The Second World War: A Short History
by R. A. C. Parker
Oxford University Press, 330 pages, $15.95
At last this book is back in print. Military historians try to impose order—but not an artificial order, with tidy accounts of battles and neat blocks and precise arrows on maps—on events characterized, even defined, by chaos. This is always a daunting task. It is nearly impossible when the subject is not merely a battle or even a campaign but World War II—the most complex and important event in modern human history. A number of accomplished historians—among them John Keegan, Gerhard Weinberg, Martin Gilbert, Peter Calvocoressi, Guy Wint, Williamson Murray, and Allan Millett—have written single-volume accounts of the war. But this one, originally published in 1989 as Struggle for Survival and revised in a British edition in 1997, is by far the best. Briskly written, The Second World War manages to be at once succinct and thorough, sharp and nuanced, as it elucidates various aspects of the conflict—air, naval, and ground operations; war finance; military technology; propaganda; and changes in tactics, to name a few—along with its disparate theaters and campaigns: the North Atlantic, Western Europe, the Pacific, China, North Africa, Italy, Russia, and the Balkans. Unlike most other one-volume chronicles of the war, which concentrate almost exclusively on military operations, The Second World War puts the conflict in the widest context, surveying its political, diplomatic, demographic, and economic ramifications as well (R.A.C. Parker, who died last year, was primarily a scholar of pre-war British diplomacy). In addition to its other virtues, this trenchant, elegant survey contains the most lucid summation I've read of the Nazis' murder of the European Jews. Parker's accounts of both this fraught subject and the almost equally contentious topic of strategic bombing are cool and balanced; his judgments are skeptical and subtle yet sure.
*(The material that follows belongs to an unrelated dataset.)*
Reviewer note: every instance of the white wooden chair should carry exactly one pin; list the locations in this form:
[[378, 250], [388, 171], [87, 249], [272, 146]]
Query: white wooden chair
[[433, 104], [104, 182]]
Alas, The Second World War has a single, but egregious, flaw. Parker's magisterial view of the conflict forces him to conclude, quite correctly, that "the great Russo-German land battle determined the whole course of the war." But, in common with every other British or American history of the war, Parker's treats the Eastern front cursorily. (His decision to assess the second Battle of El Alamein in greater detail than the Battle of Kursk—the pivotal event of the war and the largest battle in history—is indefensible.) Everyone who wants to be well informed should own—and read—this chronicle. But to truly grasp the war the reader must pair Parker's book with the authoritative survey of the epic Russo-German struggle, David M. Glantz and Jonathan M. House's When Titans Clashed (1995). Ultimately, Parker failed to impose order on the war; but no one has come closer.